Contexto Educacional

A Síndrome do Desconforto Respiratório Agudo (SDRA) é uma forma grave de insuficiência respiratória caracterizada por inflamação pulmonar difusa, aumento da permeabilidade capilar e edema pulmonar não cardiogênico. É uma condição comum em UTIs, com alta morbimortalidade, frequentemente desencadeada por sepse, pneumonia grave, trauma ou pancreatite. O diagnóstico é feito pelos Critérios de Berlim, que classificam a SDRA em leve, moderada ou grave com base na relação PaO2/FiO2. O manejo da SDRA é centrado na ventilação mecânica protetora, que visa minimizar a lesão pulmonar induzida pelo ventilador (VILI). Os pilares dessa estratégia incluem o uso de baixo volume corrente (4-8 mL/kg de peso predito), pressão de platô < 30 cmH2O e PEEP otimizada para manter os alvéolos abertos e melhorar a oxigenação, evitando o colapso e recrutamento cíclico. A FiO2 deve ser ajustada para manter a saturação de oxigênio entre 88-95%, utilizando a menor FiO2 possível. É crucial que residentes compreendam que a ventilação protetora não é um modo ventilatório específico, mas uma estratégia que pode ser aplicada tanto em ventilação a volume quanto a pressão controlada. A escolha do modo depende da preferência do médico e da resposta do paciente.

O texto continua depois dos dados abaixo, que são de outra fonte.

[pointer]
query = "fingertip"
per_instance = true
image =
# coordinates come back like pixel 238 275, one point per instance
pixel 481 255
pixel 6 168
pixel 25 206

A otimização da PEEP é fundamental, e a ideia de usar a "menor PEEP" é um erro comum, pois a PEEP deve ser titulada para contrabalancear o colapso alveolar e melhorar a oxigenação, sem causar hiperdistensão.

Perguntas Frequentes

Quais são os critérios de Berlim para o diagnóstico de SDRA?

Os critérios incluem início agudo, infiltrados bilaterais na imagem torácica não explicados por derrame ou atelectasia, edema pulmonar não cardiogênico e hipoxemia (PaO2/FiO2 ≤ 300 com PEEP ≥ 5 cmH2O).

Qual o volume corrente ideal na ventilação protetora para SDRA?

O volume corrente ideal é de 4 a 8 mL/kg do peso predito do paciente, visando reduzir o barotrauma e volutrauma pulmonar.

Como a PEEP deve ser ajustada na SDRA?

A PEEP deve ser otimizada individualmente para cada paciente, geralmente usando tabelas PEEP/FiO2 ou titulação baseada na mecânica pulmonar, buscando a melhor oxigenação com menor lesão pulmonar, não a menor PEEP possível.